The theme of this VDR is market economy for a middle-income Vietnam. The report focuses on weak institutions, distorted incentives and inadequate information - labled as the three "I's" of the market economy - as the explanation for Vietnam's current tribulations.
January 13, 2012 - A reading of the various resolutions of the Party Congress and the Party Central Committee suggests that its leaders did not necessarily see a contradiction between the existence of a large state economic sector and a market-oriented economy. But in recent years, as the country appears to have veered toward a model of state capitalism in which the SEGs have enjoyed privileged access to factor inputs and a high level of operational autonomy, more questions have been raised about their usefulness. As a result, the National Assembly in one of its resolutions indicated that restructuring the SOEs will be a top priority of the government in the next Socio-Economic Development Plan, spanning 2011 to 2015.
Vietnam’s state sector has become smaller but is still relatively large and inefficient
The importance of the state sector in the economy has steadily declined as the domestic private and foreign sectors have rapidly grown over the last two decades. Between 2000 and 2009, there was a sevenfold increase in the number of nonstate enterprises and over a fourfold increase in foreign enterprises, while the number of SOEs declined by 40 percent during the same period.
The decline in the importance of SOEs can also be seen through their steadily diminishing share in factor inputs. In 2000, SOEs accounted for nearly 68 percent of capital, 55 percent of fixed assets (such as land), 45 percent of bank credit, and 59 percent of the jobs in the enterprise sector (see figure 2.2).
SOEs use several times more capital to produce one unit of output than the industry average. In 2000, the average ratio of turnover to capital (a proxy for the productivity of capital) in SOEs was 1.6 compared to 8.8 for the enterprise sector as a whole. This implies that an average SOE required nearly nine units of capital to produce one unit of output (turnover) compared to the industry average. By 2009 the average ratio of turnover to capital for the SOEs fell to 1.1 while it increased to 21.0 for the industry (see figure 2.10).SOEs are also less efficient in their use of fixed assets such as land and machinery. Along with being operationally less efficient, SOEs are also found to be financially less prudent.
Ten reasons for reforming the SOEs:
- SOEs are less efficient than nonstate and foreign firms;
- Equitization has been good for SOEs;
- Industrial policy can be carried out without the presence of a large SOE sector;
- SOEs have become too big to fail and too big to save;
- The role of the state in the economy has been changing and an inefficient and weak SOE sector gives bad name to the state;
- A large SOE sector is the source of an uneven playing field;
- SOEs have been slow to embrace modern corporate governance and transparency.
- The corporate framework for SOEs remain weak and incomplete;
- There is lack of vision and clarity regarding the role of SOEs in development;
- The SOE reforms can be leveraged to develop a healthier private sector.
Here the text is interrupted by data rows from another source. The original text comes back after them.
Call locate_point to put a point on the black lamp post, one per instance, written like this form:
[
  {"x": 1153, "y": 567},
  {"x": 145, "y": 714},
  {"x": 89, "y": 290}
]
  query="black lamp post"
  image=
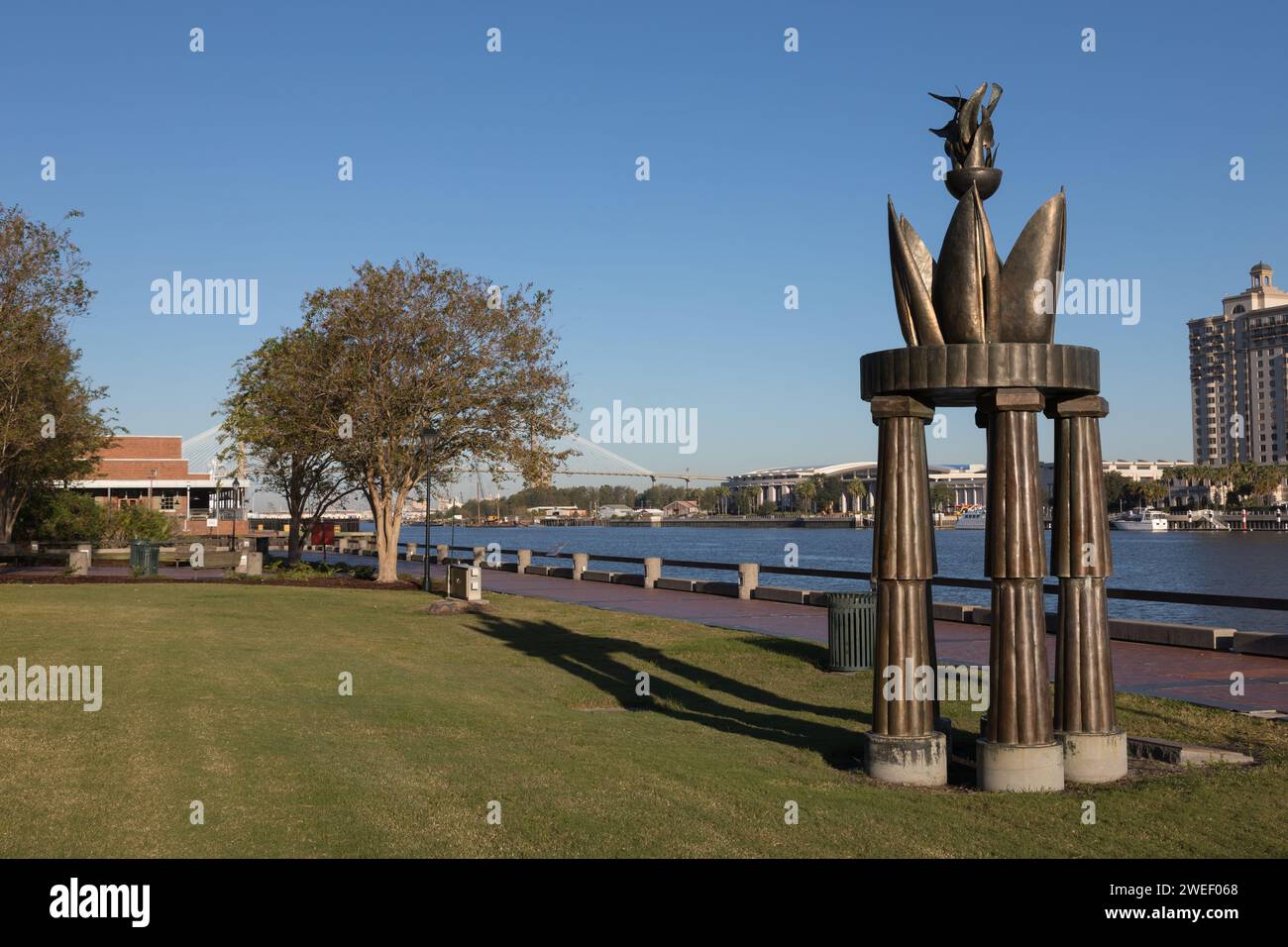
[
  {"x": 428, "y": 437},
  {"x": 236, "y": 505}
]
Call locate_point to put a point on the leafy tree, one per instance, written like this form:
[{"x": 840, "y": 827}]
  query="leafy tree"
[
  {"x": 51, "y": 428},
  {"x": 60, "y": 515},
  {"x": 419, "y": 347},
  {"x": 279, "y": 410}
]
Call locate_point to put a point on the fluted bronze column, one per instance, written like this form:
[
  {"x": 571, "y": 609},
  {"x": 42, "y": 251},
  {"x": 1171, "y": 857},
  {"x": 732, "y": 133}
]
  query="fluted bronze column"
[
  {"x": 903, "y": 745},
  {"x": 1019, "y": 750},
  {"x": 1082, "y": 558}
]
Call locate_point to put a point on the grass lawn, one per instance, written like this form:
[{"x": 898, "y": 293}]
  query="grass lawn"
[{"x": 228, "y": 694}]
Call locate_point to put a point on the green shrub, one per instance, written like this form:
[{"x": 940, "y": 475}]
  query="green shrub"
[
  {"x": 137, "y": 523},
  {"x": 60, "y": 515}
]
Remedies: The DREAM framework
Since state ownership is not just an economic issue but also a political choice, major restructuring of SOEs is unlikely without strong political support. Any restructuring plan should be firmly based on a clear consensus on the role of the state in the economy and the desirable institutional arrangement to achieve that goal. It would have to involve a number of measures including what we call a “DREAM” framework— Disclose, Regulate, Equitize, Account(able), and Monitor—a description of which follows.
- Disclose. A new information disclosure policy that requires SOEs, starting with the SEGs, to report their financial stakes in all their subsidiaries and affiliated members and to timely and accurately disclose their annual reports, audit reports, and earning statements through print and electronic media or the internet.
- Regulate. A modern corporate governance system that separates state ownership rights from regulatory functions and implements an objective and transparent mechanism for the selection of Chief Executive Officers (CEOs) and board members. There is also a need to put an end to SOEs’ privilege access to factor inputs and to value land at market price for all government and corporate transactions.
- Equitize. There is no more certain way to improve the internal functioning of SOEs than to subject them to the discipline of the market and oversight of the government. This would require accelerating the equitization of SOEs, including selling up to 49 percent of charter capital of the SEG parent company.
- Accountable. Holding the SOEs accountable for their actions, including a reward for greater transparency and timely reporting of data and information and a penalty for noncompliance.
- Monitor. Overhauling the monitoring system with a provision for mandatory, independent annual audits and timely submission of financial data to the relevant ministries and agencies.